Optimize numba cross-correlation and extend `correlograms.py` docstrings and tests #3017

JoeZiminski · 2024-06-11T20:23:41Z

This PR (closes #2990):

optimizes the numba cross-correlation implementation, thanks to @DradeAW for advice on how to best optimise it.
extends docstrings in correlogram.py and test_correlogram.py
Makes a fix to the numpy implementation of correlogram computation to handle a left-bin edge case that was giving wrong results.
Adds some additional tests to test_correlogram.py and reworks some existing tests now that numba / numpy implementations match.

I would like to hear @samuelgarcia opinion on the test_sortinganalyzer_correlograms() that is supplemental to run_extension_tests(). It again creates the sortinganalyzer so I think the implementation could be handled better to avoid repeating sortinganalyzer generation. A benefit is that it directly tests the output of sortinganalyzer output, with a lightweight approach simply against the sorting implementation. The sorting object is tested in more detail in the rest of the tests.

This PR also makes some potentially contentious API changes that I'm happy to reverse:

Remove compute_autocorrelogram_from_spiketrain.
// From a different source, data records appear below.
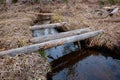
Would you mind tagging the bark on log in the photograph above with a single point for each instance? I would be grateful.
(113, 20)
(47, 26)
(49, 44)
(59, 35)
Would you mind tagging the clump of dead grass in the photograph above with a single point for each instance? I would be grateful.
(23, 67)
(81, 17)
These were only working for the numba implementation and were untested. My thoughts are it is better to force users to use the central API, to restrict the surface API and help with maintenance. If people want to use correlation functions outside of the central SpikeInterface API they can delve into the private functions, but its easier only to support a small amount of entry functions.
Makes every function except for compute_correlograms private (except, correlogram_for_one_segment which is called elsewhere from within the codebase).
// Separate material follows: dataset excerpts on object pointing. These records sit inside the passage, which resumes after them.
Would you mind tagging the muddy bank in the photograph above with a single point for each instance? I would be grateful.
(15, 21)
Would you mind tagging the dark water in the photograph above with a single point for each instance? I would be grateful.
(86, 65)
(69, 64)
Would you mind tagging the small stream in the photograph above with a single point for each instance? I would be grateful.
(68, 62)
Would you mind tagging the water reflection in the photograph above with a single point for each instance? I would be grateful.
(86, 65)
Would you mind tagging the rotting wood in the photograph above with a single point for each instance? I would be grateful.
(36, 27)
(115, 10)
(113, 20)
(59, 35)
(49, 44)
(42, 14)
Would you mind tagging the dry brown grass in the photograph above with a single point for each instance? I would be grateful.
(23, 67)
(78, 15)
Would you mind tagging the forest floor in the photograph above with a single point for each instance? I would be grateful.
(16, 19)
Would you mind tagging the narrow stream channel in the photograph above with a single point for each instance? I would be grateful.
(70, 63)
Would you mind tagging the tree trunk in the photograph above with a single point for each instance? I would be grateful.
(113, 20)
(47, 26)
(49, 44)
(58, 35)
TODO: As far as I can tell the docs are giving the wrong default argument values for compute_correlograms(), could someone help me track down where these are set?

More details can be found in the dropdowns below.
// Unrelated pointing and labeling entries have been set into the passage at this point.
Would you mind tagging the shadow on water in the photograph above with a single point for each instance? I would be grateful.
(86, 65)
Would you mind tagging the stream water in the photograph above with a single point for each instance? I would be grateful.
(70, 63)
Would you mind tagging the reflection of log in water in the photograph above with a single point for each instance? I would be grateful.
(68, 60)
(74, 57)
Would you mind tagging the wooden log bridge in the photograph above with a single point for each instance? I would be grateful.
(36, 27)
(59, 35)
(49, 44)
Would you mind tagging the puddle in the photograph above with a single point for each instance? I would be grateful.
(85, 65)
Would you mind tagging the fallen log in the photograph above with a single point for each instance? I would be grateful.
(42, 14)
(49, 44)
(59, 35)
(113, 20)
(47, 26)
Details on Numba optimisation

Numba Optimisation

The existing numba correlogram version had not yet been optimised with the new spike vector approach. It did not scale well when increasing the number of units.

With the new implementation it is much faster

and with a very large recording for fun

Details on fixing the tests

Below there are some specific details on the steps taken to fix the tests (i.e. address the left-bin problem in the numpy implementation and make the numpy and numba implantations match. It's quite fiddly and only really put here for posterity but is not necessary reading.

Addressing why the previous numba and numpy version did not match

The previous numba implementation did not also match exactly the numpy version, in part due to a difference in handling an edge case. When there is a different between two spike times which divides perfectly into the bin_size, the two methods handled the case differently. I don't think there is a correct way to handle this, technically the spike can go in the bin to the left or the right (e.g. if the diff is 5 ms and the bin_sizeis 5 ms, it could be convention to go in 0-5 or 5-10). In the numpy implementation, all spike differences are positive, then the sign is iterated over to assign to mirrored unit comparisons (e.g. unit 1 vs. 0 and unit 0 vs. 1). Say we have 15 bins, and diff//bin_size is 12. The numpy version will assign this to the bins num_bins-12=3 and num_bins + 12=27. In contrast, the numba version calculated everything on one direction (e.g. unit 1 vs 0) and then flips the bins. This means that the difference is negative, the bin would benum_bins-12=3 and stored in the 4th position of the correlogram. When flipped, this becomes the 26th position (instead of 27th).

In the new implementation, due to the spike vector, the handing of mirrored bins is just brute-forced through (i.e. both 1 vs 0 and 0 vs 1 are looped over), leading to the result handling this case the same as the numpy version. There are probably more optimisations that could be done on the numba version to avoid this duplication, but as a) this version is fast b) it matches numpy c) it is simple to read and understand, I don't think this is necessary. Below are some plots showing the improvement as compared to the numpy function.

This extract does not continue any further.